Apr 11, 2025
9:30am - 10:00am
Summit, Level 4, Room 425
Boris Yakobson1,Sunny Gupta1,Xingfu Li1,Junjie Zhang1
Rice University1
For the materials’ hetero-bilayers, their chemical content, the shapes and mutual positioning of the parts—all create a multi-dimensional, multi-parametric, a space immensely large for any routine point-by-point assessment. Nevertheless, physical intuitive models equipped with quantitative DFT-based computing, can probe at least its sparse subset finding many examples of interest, where new physics and eventually device-functionality can emerge. Among the
planar stacked van der Waals hetero-bilayers,
(i) one can find pairs where valence and conductance bands nearly overlap (broken type-III gap), to reach realization of early Mott musings on the excitonic ground states and, accordingly, various possibilities of the condensate [1], with different electron-hole phases.

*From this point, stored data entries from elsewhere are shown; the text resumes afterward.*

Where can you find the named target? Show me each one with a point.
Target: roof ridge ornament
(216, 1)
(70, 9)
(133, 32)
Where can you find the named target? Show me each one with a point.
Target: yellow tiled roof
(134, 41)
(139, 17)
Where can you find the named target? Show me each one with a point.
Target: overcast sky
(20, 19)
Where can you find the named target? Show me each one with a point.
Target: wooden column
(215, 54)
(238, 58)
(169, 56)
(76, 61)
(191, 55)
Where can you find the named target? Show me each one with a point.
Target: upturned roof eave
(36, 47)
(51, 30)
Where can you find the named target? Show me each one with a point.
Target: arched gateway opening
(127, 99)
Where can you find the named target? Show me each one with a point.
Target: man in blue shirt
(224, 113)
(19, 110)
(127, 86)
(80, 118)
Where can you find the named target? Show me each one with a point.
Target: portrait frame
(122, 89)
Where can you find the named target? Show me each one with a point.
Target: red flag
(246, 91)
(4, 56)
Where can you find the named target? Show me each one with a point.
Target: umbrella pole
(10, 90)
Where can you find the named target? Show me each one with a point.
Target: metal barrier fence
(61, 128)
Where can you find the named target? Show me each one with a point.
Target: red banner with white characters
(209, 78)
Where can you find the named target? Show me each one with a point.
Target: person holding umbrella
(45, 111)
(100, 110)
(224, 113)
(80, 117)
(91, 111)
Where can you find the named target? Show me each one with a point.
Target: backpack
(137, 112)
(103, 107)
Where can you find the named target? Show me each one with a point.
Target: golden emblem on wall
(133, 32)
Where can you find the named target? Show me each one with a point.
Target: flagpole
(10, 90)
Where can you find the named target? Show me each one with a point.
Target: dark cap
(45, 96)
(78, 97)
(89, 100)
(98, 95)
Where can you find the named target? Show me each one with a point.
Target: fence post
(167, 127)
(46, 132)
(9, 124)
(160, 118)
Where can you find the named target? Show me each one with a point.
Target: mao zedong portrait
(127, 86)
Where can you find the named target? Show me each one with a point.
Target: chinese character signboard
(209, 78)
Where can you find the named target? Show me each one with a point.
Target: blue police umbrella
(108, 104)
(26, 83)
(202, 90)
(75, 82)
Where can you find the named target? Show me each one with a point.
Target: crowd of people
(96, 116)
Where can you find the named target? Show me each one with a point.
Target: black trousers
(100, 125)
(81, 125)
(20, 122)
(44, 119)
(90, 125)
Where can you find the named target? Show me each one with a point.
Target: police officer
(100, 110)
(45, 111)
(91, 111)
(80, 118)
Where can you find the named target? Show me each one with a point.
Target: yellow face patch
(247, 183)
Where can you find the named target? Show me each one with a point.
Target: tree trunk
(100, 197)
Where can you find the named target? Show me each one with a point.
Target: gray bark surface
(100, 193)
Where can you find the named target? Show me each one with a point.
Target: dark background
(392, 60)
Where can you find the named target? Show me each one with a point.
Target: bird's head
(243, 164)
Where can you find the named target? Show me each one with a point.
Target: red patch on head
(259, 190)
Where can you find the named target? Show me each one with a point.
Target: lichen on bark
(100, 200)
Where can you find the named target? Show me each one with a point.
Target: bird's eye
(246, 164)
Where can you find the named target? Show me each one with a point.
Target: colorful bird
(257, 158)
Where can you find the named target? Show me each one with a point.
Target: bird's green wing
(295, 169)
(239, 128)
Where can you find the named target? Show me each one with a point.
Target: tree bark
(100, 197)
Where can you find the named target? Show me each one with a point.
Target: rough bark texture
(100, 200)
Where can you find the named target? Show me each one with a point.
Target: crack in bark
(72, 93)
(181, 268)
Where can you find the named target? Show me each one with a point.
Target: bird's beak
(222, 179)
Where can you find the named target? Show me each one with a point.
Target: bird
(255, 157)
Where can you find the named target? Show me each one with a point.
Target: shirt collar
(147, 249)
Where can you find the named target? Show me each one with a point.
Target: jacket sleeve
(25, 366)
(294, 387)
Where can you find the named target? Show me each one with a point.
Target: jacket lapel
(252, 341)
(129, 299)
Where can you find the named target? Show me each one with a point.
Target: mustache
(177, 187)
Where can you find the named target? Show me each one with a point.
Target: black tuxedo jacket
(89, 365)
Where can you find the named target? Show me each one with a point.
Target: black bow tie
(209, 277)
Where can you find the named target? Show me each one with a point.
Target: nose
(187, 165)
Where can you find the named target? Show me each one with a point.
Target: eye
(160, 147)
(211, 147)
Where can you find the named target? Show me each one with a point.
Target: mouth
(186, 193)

(ii) If one layer is ferroelectric, its polarization can shift bands positions, allowing the spin-orbit coupling (SOC) to cause the band inversion, and thus switch the topological state [2], between trivial and nontrivial—eventually leading to possibility of reconfigurable 2D circuits.

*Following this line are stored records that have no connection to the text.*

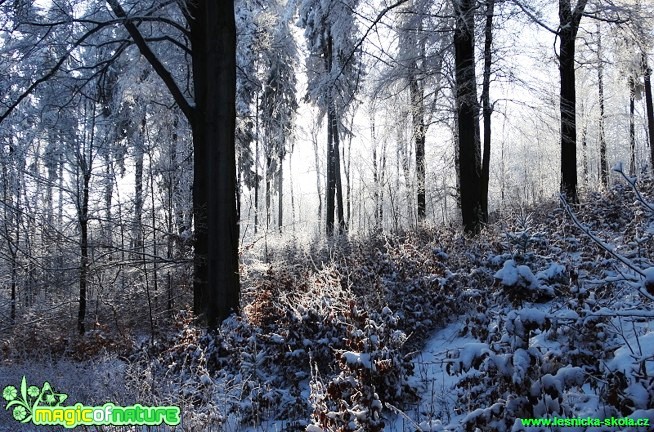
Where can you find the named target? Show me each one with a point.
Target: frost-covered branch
(610, 249)
(632, 183)
(150, 56)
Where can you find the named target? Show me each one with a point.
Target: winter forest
(327, 215)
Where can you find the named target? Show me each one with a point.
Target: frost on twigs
(519, 283)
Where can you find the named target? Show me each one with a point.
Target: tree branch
(159, 68)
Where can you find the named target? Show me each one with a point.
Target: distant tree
(334, 75)
(212, 38)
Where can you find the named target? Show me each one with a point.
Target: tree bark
(604, 172)
(468, 117)
(632, 127)
(487, 107)
(568, 27)
(213, 37)
(650, 108)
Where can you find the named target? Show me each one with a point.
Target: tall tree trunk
(584, 146)
(256, 165)
(314, 140)
(468, 116)
(213, 36)
(337, 174)
(331, 171)
(604, 171)
(280, 195)
(632, 127)
(650, 108)
(487, 108)
(416, 91)
(568, 26)
(375, 171)
(84, 162)
(138, 144)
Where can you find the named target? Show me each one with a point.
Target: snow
(357, 359)
(472, 352)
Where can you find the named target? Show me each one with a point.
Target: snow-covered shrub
(373, 371)
(520, 284)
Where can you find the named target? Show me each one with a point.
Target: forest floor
(548, 313)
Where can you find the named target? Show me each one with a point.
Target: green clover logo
(29, 398)
(20, 413)
(9, 393)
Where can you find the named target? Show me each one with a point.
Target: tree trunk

(iii) “Hetero” does break the symmetry and for heavy-elements containing layers with SOC, it can yield a surprising spin-split of electronic bands, the Rashba effect, coveted for spintronics. Its strength correlates with Born effective charges of frontier interface atoms, and further Pauling’s electronegativity of their pseudobond [3].
(iv) A dilemma for the future electronics, which of the contacts, top-stacked (no Fermi level pinning yet highly resistive) or coplanar edge-edge (well-bonded, less resistive but prone to Bardeen states and suppressed FLP, [4])—which type should dominate the future devices? We may further discus
(v) cylindrical-coaxial hetero-structures of nested nanotubes [5], an architecture strikingly appealing for GAA FET, while already showing computed band offsets optimal for photovoltaic charge separation [6]. From our recent explorations, we learn how
(vi) topography curvature induces symmetry-breaking flexoelectric field, enabling Rashba effect in TMD with heavy-elements [7] or
(vii) creates, in undulated bilayer hBN, an array of 1D-flat bands [8] akin to the quantum wells, with no need for complex chemical-composition modulation. One wonders
(viii) if and how topography modulation can turn a ‘simple’ 2D material into a
chiral, with all its attributes [9] of physical behaviors.
[1] S. Gupta et al. Nature Comm. 11, 2989 (2020)
[2] J.-J. Zhang et al. Nano Lett.
21, 785 (2021)
[3] S. Gupta et al. J. Am. Chem. Soc.
143, 3503 (2021)
[4] H. Yu et al. J. Phys. Chem. Lett.
12, 4299 (2021)
[5] Y. Gogotsi & B.I. Yakobson, Science,
367, 506 (2020)
[6] V. Artyukhov et al. Nano Lett.
20, 3240 (2020)
[7] S. Gupta et al. arXiv:2410.16242 (2024)
[8] X. Li et al. arXiv:2410.17548 (2024)
[9] H. Zhu & B.I. Yakobson, Nature Mater.